Commonwealth leaders at the opening ceremony24 June: Commonwealth leaders and foreign ministers gather at the opening of their two-day meeting. [photo: YouTube]

The Commonwealth Heads of Government (CHOGM) opened in Kigali, Rwanda on Friday morning.

The leaders will take part in an executive session on Friday afternoon and their behind-closed-doors session on Saturday.

Here are some key quotes from the speakers at the opening ceremony and you can view the whole event below.

Rwandan Prime Minister Paul Kagame:

“We are united by a shared language. But what really defines us are the values enshrined in the Commonwealth Charter and the commitment to good governance, the rule of law and the protection of rights.”

“We shall always remain open to new voices and the new members. And whatever might fall short, we find solutions through consensus and dialogue. We build each other and we move forward together.”

Commonwealth Secretary-General Patricia Scotland:

“We must talk, and listen, to each other, and give all that we have to achieve progress for the 2.5 billion people we – you – represent. But here, in Rwanda, something else is at stake – something even more transformational. The world is changing. People are anxious.”

“I am determined that, when the role of secretary-general rotates to Africa two years from now, I will hand on the baton with a stronger, more effective, more powerful Commonwealth than ever before.”

UK Prime Minister Boris Johnson:

“For all the differences between us, we are united by an invisible thread of shared values, history, and friendship.”

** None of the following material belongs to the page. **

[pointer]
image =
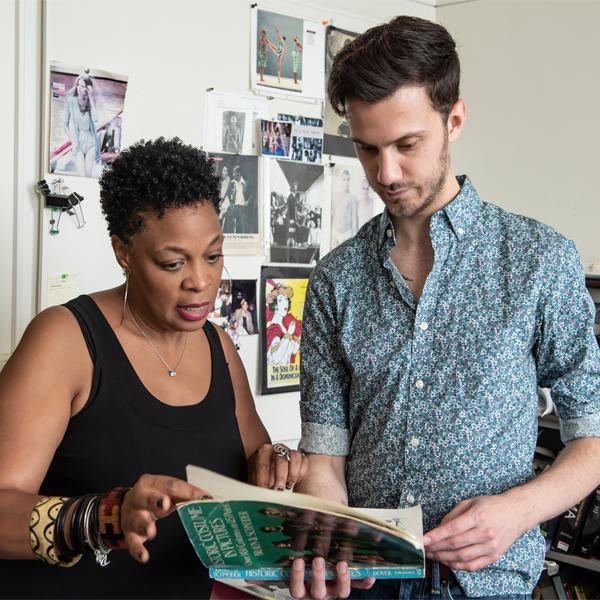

“The pandemic posed a common threat to all humanity. The same is true of catastrophic climate change. No-one understands this better than our Commonwealth friends in the Caribbean, the Pacific and the Indian Ocean.”

Prince Charles:

On republicanism:

The Commonwealth is a “free association of self-governing nations”.

“Each member’s constitutional arrangement, as republic or monarchy, is purely a matter for each member country to decide. The benefit of long life brings me the experience that arrangements such as these can change calmly and without rancour.”

On slavery:

“The roots of our contemporary association run deep into the most painful period of our history. I cannot describe the depths of my personal sorrow at the suffering of so many as I continue my own understanding of slavery’s enduring impact.”

“To unlock the power of our common future we must acknowledge the wrongs that happened in our past. Many of those belong to an earlier age with different and some ways lesser values. By working together we’re building a new and enduring friendship.”